クリスマスの体温

*『憂鬱』続きの高緑





あ、雪降ってきた、と高尾が呟いた。

「早く家についてよかったねー」

窓の外を眺めながらのんびりと。
ホワイトクリスマスだーなんて言う高尾にイラッときて背中に体重を預ける。
ぐえ、なんてみっともない声を出した。
ざまぁみろ、なのだよ。

「ひどいよ真ちゃん不意打ちは」
「やかましい。だいたい何故おまえに抱き抱えられなきゃならんのだ」
「えー、寒いから?」
「何故疑問系なのだよ」

毛布の端と端を持った高尾に後ろから抱き締められる姿勢で座っている。
確かにあったかい、あったかいが。

「あったかいならいいじゃん、最近忙しくてゆっくりできなかったんだからさ。こんなときくらい、ね」
「…」

だめ?と聞きながら腕の力を弱める気配がない相手に苦笑する。
どうせ離せといったところでこいつは離さないのだろう。

「仕方ないのだよ。

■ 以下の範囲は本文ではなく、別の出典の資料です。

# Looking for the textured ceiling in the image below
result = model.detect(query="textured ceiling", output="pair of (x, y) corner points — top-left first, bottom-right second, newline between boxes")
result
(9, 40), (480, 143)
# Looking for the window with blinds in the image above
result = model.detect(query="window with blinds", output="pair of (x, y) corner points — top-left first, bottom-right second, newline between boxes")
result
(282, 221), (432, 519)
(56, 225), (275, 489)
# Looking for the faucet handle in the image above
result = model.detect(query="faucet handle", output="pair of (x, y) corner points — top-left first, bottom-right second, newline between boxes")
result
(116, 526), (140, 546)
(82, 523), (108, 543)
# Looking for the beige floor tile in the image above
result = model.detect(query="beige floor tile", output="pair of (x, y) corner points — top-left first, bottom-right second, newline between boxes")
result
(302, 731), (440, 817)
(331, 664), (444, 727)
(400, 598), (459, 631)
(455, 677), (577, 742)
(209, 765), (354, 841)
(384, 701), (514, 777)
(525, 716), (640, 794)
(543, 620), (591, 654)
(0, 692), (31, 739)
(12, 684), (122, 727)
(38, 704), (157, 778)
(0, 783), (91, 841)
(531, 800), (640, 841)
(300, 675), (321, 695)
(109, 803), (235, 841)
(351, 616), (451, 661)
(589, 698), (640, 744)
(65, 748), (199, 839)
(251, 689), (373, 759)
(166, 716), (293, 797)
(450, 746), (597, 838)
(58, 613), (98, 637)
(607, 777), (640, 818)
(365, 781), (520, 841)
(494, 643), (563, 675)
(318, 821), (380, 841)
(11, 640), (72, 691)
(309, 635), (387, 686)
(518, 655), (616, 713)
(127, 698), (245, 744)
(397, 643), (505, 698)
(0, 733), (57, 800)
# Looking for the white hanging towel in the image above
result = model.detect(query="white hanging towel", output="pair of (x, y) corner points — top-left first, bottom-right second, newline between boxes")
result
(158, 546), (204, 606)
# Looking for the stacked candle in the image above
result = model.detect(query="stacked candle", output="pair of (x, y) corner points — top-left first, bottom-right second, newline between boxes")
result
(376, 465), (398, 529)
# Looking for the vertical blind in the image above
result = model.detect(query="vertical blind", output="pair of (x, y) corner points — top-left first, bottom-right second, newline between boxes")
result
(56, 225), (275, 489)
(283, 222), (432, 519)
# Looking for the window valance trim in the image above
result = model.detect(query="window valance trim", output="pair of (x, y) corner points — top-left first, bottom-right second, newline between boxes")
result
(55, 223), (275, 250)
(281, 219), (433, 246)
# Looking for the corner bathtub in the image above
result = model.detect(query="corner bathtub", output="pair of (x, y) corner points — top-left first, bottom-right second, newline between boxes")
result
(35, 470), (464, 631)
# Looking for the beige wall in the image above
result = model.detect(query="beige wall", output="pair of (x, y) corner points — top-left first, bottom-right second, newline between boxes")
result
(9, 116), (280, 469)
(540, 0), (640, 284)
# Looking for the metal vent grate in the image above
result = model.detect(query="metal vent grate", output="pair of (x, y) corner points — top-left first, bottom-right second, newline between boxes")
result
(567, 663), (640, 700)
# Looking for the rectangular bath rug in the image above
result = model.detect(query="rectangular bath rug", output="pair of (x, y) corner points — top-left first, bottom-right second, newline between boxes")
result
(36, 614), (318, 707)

ただし冷たくなったら容赦なく捨てるからな」
「ひどっ!人を使い捨てカイロみたいに!」

くだらないじゃれあいをしながらふと見た外は、静かに雪が降っていた。
そろそろアイツも仕事が終わる時間だ。
鬱陶しいくらい沈んでいた奴も、もうすぐ自分も恵まれているのだと気づくだろう。

「…真ちゃん」
「なに…っ」

振り向きざまにキスされて、ばさりと毛布を頭から被せられた。
メリークリスマス、
囁く高尾に日付が変わったのだと知る。

「プレゼントは朝のお楽しみ」

にんまりと笑う高尾のデコを悔し紛れに弾きながら、期待してないのだよ…と呟いた。